As an Engineer, this is annoying on several levels. It interrupts the user experience flow. It breaks immersive experience. It is annoying to implement. And even after all that, it doesn’t give users what they deserve because they accept everything without reading anything.
I’ll explore the potential solutions some other time, but for now, the only real approach is to “take control” by reviewing the cookie consent and proceeding in an informed manner. Whether you’re on a well known recipe website just cheekily reading that korma recipe or sifting through tons of web pages trying to figure out whether aliens really made the pyramids, take a few seconds of your time to review what you are consenting to. Or better yet, if you’re only browsing to check something quickly, use something like Firefox Focus (or incognito/private mode in your favourite web browser), which effectively gives you a disposable browser where when you’re done with your session, you can wipe the slate clean.
If you want to explore the wonderful world of websites and the cookies they work with, you can try https://www.cookieserve.com. Type in a URL and it’ll explain which cookies serve what purpose. Its not bullet proof but is good at catching google and facebook cookies if a website is sneakily using them.
You could also use browser plugins that prevent tracking cookies from being stored.
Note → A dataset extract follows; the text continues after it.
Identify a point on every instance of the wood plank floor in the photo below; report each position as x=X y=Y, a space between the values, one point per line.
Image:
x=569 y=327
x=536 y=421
I use uBlock Origin (chrome/firefox) which is a general tracking blocker. Additionally, if you use a modern web browser like Mozilla Firefox, it comes with tracking protection baked in and turned on. Not sure about Google Chrome, it probably doesn’t since Google’s revenue depends on Ads. I’ve heard of an alternative called Chromium – which is supposed to be the core open source version of Google Chrome without the Google stuff but I’m not too sure about it so can’t strongly recommend.